I strive to live by these words because our fellow Filipinos are always worth the sacrifices, no matter how big or small, and even if our own lives are at stake.
I am a survivor of an open- heart surgery. Before the surgery, I came to know of Gawad Kalinga. At first, I was hesitant to participate in its activities because the GK site in Sta. Catalina was known to be NPA-infested. Although we had military escorts, I couldn’t help but feel scared.
But as they say, there’s always the “first step” which is the hardest, and before you know it, you’ve already gone the distance.
After joining that first GK activity, there was no more stopping for me. Late last year, I volunteered in Operation Walang Iwanan for the victims of the typhoon and earthquake in the Province.
Later, I learned more about Gawad Kalinga. I came to know their objectives, and I became part of realizing GKs goaldream by becoming an active volunteer.
Because of my rheumatic heart disease/mitral stenosis, my family and friends were always scared something bad might happen to me during one of our activities. But what keeps me going is what Ninoy had said.
I had vowed to myself then that I will continue to serve others, even if it will cost me my life so that others may live a better life.
Some might find this principle stupid, maybe because they believe we can never be modern-day heroes. Or that I need to save my own life first before saving others. Does it mean then that I should be centered on myself, to always think that I am sick, and that I can’t be of help to others?
I know there is something that I can do to help. I find it really hard to stop from being a volunteer because honestly, the work at GK is addicting. The smile in the faces of the people we are able to help is very refreshing. I never realized that helping others can be this addicting.

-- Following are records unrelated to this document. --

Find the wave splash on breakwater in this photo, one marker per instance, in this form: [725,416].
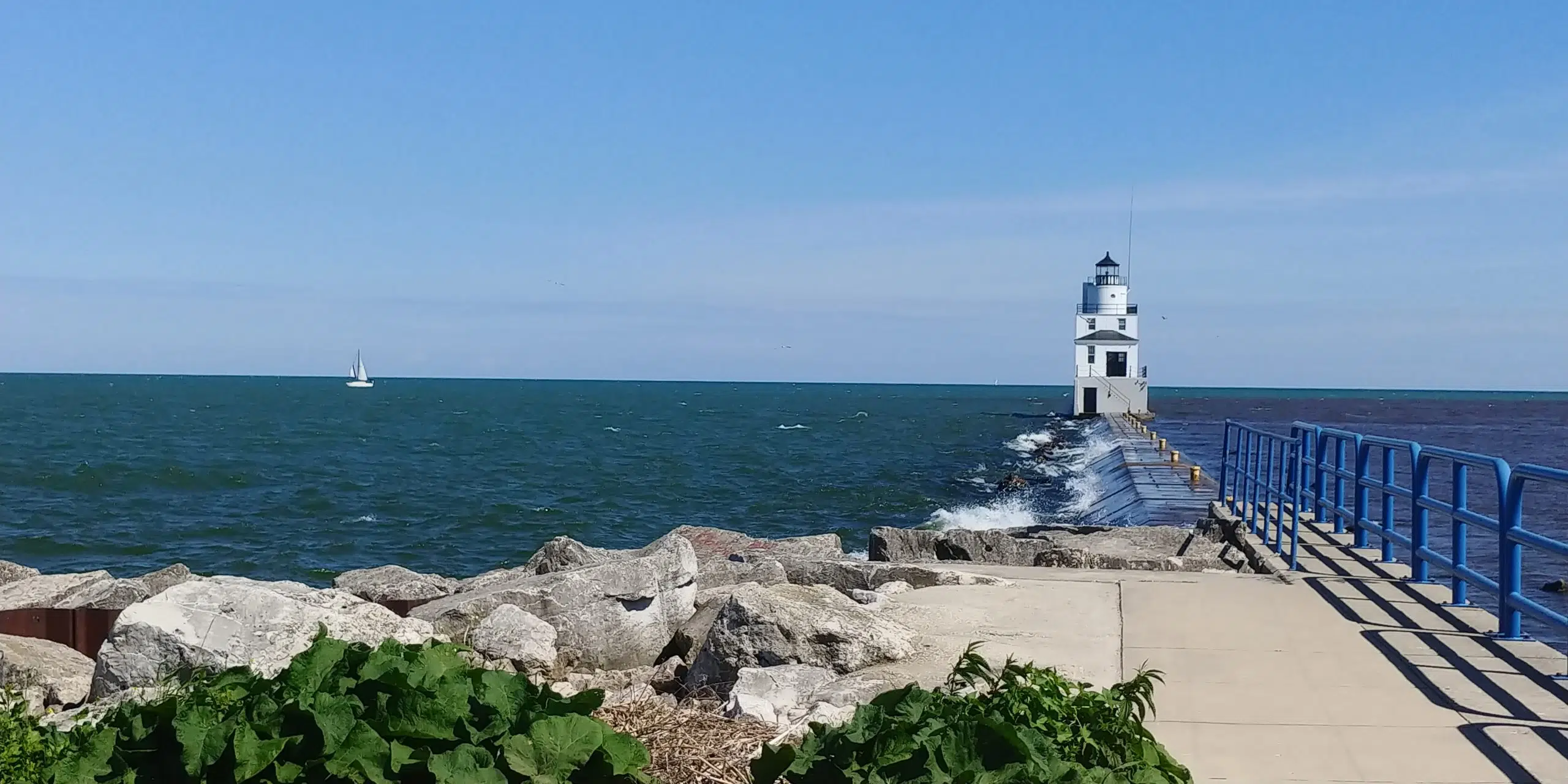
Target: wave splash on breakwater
[1056,463]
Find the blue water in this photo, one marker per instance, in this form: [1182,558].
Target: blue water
[303,477]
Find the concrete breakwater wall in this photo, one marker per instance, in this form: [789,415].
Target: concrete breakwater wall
[1134,482]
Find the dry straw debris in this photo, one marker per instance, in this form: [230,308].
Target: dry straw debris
[690,745]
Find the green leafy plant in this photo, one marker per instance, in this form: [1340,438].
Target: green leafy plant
[345,712]
[1012,725]
[26,750]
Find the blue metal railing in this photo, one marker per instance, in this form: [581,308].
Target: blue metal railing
[1261,474]
[1322,463]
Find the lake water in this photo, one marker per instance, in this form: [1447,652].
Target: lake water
[303,477]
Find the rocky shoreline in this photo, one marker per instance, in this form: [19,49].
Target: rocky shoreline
[764,629]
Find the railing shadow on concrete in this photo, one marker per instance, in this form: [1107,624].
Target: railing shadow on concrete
[1487,692]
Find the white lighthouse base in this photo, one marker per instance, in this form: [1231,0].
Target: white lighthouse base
[1110,396]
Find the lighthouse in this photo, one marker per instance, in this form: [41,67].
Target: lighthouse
[1107,377]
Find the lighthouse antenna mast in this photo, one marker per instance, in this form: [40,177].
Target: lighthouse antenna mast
[1129,231]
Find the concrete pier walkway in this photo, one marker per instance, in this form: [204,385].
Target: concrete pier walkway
[1139,485]
[1338,673]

I can’t help myself but be present in most of the GK activities even when sometimes I don’t feel well, or I didn’t get enough sleep. Then one day, it hit me. With all of these routines, I might not live long. I said to myself, I’m not afraid to die anyway. Because I have learned to communicate with God again, I have learned to be thankful of the blessings that I receive, and because GK has given me a sense of fulfillment.